Where to start for a macro of `@if`

I have an idea that I would like to try and implement in Jula. Ideally, a workflow would look like this:

df.new = df.x .- mean(df.x) @if df.y .> 1 

We have on one side a function f(x) = x -> x .- mean(x) and on another side a boolean array. This macro @if imputes f(x) at df.new[i] if df.y[i] > 1 and missing otherwise.

In a function, it would probably look something like this. Notice that I subset the vector first, meaning that I could do x = [1,2,"a string] and still have the operation work because we don’t evaluate the whole vector on the lhs.

function my_if(f::Function, v::Vector, b::Vector{Bool})
values = f(x[b])
T = promote_type(eltype(values), Missing)
  out = Vector{T}(undef, length(b))
  nonmissing_counter = 1
for i in eachindex(b)
  if b[i] == true
    out[i] = t[nonmissing_counter]
    nonmissing_counter = nonmissing_counter + 1
  else
    out[i] = missing
  end
end
return out
end

I like the idea of a macro doing this. But I can’t figure out how to have a macro “look backward”. Presumably it has something to do with the way you write functions like + and isa where you can do x isa Vector etc. But I’m a bit lost on the implementation.

Any help is appreciated. Thanks.

Macros cannot “look backward”. The parser will only pass to the macros expressions which happen after it. So you’d need to put the macro call at the beginning of the line, or after =.

That said, maybe you could achieve something similar using DataFramesMeta. For example, @byrow! makes it easy to do if :y > 1; missing; else ... end.

Thanks for the feedback. byrow! is tough because it means you have to use escape syntax to evaluate the column rather than just element row of that column. You also don’t get the subsetting behavior in my toy function above.

Having the @if at the beginning is definitely reasonable (though we leave stata behind. Perhaps for the best)

What are people’s thoughts on the custom parsing of x .- mean(x). My impression is that it would be difficult to reason about if a macro automatically went in and replaced x with some subset of x. Are there other parts of julia that do something similar?

Rather, I would bet syntax would probably be something that is exactly like my_if, which uses a separate function. Only with some macro to make it more closely resemble stata-esque code.

I don’t think it would be confusing if the macro replaced x with the subset vector. Though I’d keep the if in the position where it is, and use another name for the macro. This kind of thing could even be an extension of DataFramesMeta’s @with, enabled when one of the arguments is an if block.

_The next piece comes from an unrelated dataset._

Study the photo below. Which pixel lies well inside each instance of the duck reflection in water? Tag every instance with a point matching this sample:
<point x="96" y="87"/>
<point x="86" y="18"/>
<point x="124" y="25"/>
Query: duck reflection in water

I will try and figure out a macro environment where I can do something like

@subset begin 
...everything is normal
x = y @if boolean_vector # special behavior
end

And see how hard that is to implement.

One thing that programmers don’t like about Stata is that

if x > y {
   z = x 
}

and

z = x if x > y

Mean totally different things. The first actually evaluates to if x[1] > y[1] and then operates like any other if block. The second is the subsetting I am describing.Hopefully whatever I am able to make takes the ease of stata’s data cleaning without it sacrifices in programming abilities.